CVE-2026-47691

Netty has Insufficient Bailiwick Validation for NS Records

### Summary Netty's `DnsResolveContext` insufficiently validates the bailiwick of NS records, enabling DNS Cache Poisoning. An attacker controlling an authoritative name server for a subdomain can poison the cache for parent domains (like `.co.uk`). ### Details In `io.netty.resolver.dns.DnsResolveContext.AuthoritativeNameServerList#add` method accepts any NS record from the AUTHORITY section as long as the record's name is a suffix of the questionName. This means if the resolver queries evil.co.uk., it will accept an NS record claiming authority over co.uk.. Subsequently, the `handleWithAdditional` method caches the associated A records from the ADDITIONAL section directly into the `authoritativeDnsServerCache` under the parent domain's key (co.uk.).

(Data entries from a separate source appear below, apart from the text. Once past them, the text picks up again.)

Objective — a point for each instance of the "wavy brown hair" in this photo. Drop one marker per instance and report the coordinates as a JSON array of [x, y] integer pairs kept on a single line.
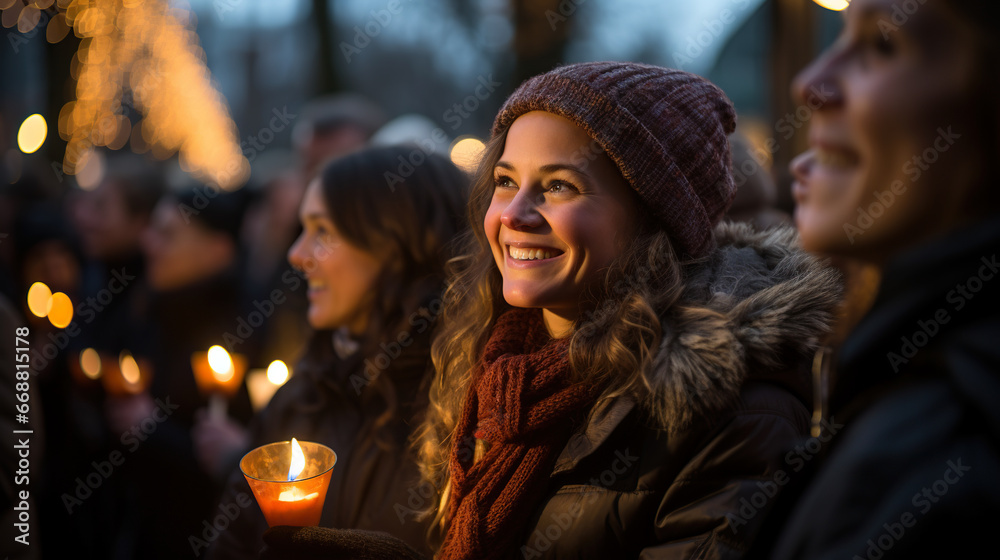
[[410, 222], [611, 346]]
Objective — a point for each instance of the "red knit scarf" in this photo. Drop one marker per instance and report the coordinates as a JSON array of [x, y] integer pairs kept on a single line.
[[523, 404]]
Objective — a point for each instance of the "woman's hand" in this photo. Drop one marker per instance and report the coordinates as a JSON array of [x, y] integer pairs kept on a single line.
[[305, 543]]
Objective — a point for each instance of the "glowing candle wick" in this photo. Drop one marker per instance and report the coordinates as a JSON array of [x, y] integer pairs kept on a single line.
[[298, 461]]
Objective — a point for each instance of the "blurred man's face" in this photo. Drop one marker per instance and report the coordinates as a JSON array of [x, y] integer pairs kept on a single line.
[[180, 252], [108, 230], [892, 131]]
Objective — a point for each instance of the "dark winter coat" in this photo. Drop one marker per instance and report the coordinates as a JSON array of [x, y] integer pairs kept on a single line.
[[914, 474], [731, 388]]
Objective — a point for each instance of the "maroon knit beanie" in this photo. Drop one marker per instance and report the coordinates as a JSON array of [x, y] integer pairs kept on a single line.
[[665, 129]]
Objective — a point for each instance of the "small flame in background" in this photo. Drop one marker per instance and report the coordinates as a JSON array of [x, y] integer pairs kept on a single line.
[[147, 50], [298, 461], [129, 368], [221, 363]]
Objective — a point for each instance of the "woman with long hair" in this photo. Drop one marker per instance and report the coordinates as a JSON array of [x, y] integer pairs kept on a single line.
[[372, 252], [616, 374]]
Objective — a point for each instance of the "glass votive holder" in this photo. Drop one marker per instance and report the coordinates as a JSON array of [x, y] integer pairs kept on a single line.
[[298, 502]]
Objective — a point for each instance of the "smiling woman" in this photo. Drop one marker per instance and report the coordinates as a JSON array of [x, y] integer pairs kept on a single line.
[[607, 383], [373, 253], [615, 375]]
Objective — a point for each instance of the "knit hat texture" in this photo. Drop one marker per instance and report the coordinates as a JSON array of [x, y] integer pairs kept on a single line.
[[667, 131]]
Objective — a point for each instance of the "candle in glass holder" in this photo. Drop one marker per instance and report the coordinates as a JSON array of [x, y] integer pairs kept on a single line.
[[290, 480]]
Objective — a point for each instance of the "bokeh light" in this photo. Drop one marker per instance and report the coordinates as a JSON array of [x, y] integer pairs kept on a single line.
[[32, 133], [38, 299], [221, 363], [465, 153], [129, 368], [60, 310], [90, 363], [277, 372], [835, 5]]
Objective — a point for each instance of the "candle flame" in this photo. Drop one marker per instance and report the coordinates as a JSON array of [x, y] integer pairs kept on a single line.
[[130, 369], [298, 461], [221, 363]]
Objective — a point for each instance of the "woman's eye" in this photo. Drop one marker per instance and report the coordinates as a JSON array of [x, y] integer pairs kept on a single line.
[[561, 187], [884, 45], [503, 182]]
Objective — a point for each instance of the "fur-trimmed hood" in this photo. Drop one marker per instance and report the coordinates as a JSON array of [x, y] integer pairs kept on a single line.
[[756, 307]]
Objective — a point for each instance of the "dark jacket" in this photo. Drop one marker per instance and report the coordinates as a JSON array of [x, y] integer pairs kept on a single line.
[[731, 387], [375, 483], [914, 474]]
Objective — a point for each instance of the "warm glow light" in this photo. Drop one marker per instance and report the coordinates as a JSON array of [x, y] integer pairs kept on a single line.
[[32, 134], [835, 5], [147, 53], [298, 461], [294, 495], [38, 299], [60, 310], [465, 153], [130, 369], [277, 372], [221, 363], [91, 171], [90, 363]]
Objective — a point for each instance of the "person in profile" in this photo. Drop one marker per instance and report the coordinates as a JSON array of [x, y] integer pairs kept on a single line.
[[900, 175]]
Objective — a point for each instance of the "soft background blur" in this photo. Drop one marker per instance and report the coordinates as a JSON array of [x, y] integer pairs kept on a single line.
[[429, 55]]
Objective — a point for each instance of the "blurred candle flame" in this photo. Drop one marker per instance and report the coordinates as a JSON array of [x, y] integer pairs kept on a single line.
[[60, 310], [130, 369], [39, 295], [277, 372], [221, 363], [32, 134], [90, 363], [298, 461], [835, 5]]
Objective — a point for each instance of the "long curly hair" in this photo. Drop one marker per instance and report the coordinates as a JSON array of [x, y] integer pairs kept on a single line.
[[611, 346], [410, 220]]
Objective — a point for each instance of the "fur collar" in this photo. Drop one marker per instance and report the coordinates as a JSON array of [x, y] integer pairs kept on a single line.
[[757, 305]]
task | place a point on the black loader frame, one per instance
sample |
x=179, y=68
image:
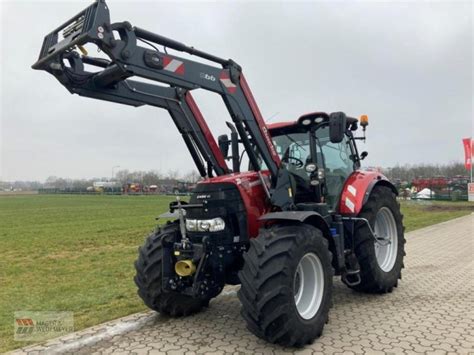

This bypasses standard bailiwick rules, where a server authoritative for a subdomain should not be trusted to provide authoritative records for its parent. The poisoned cache is then used for all future resolutions under co.uk.. The `io.netty.resolver.dns.DnsResolveContext.AuthoritativeNameServerList#cache` method only prevents caching if the record is for the root zone (dots == 1). ### Impact DNS Cache Poisoning. Any application using Netty's DNS resolver is impacted.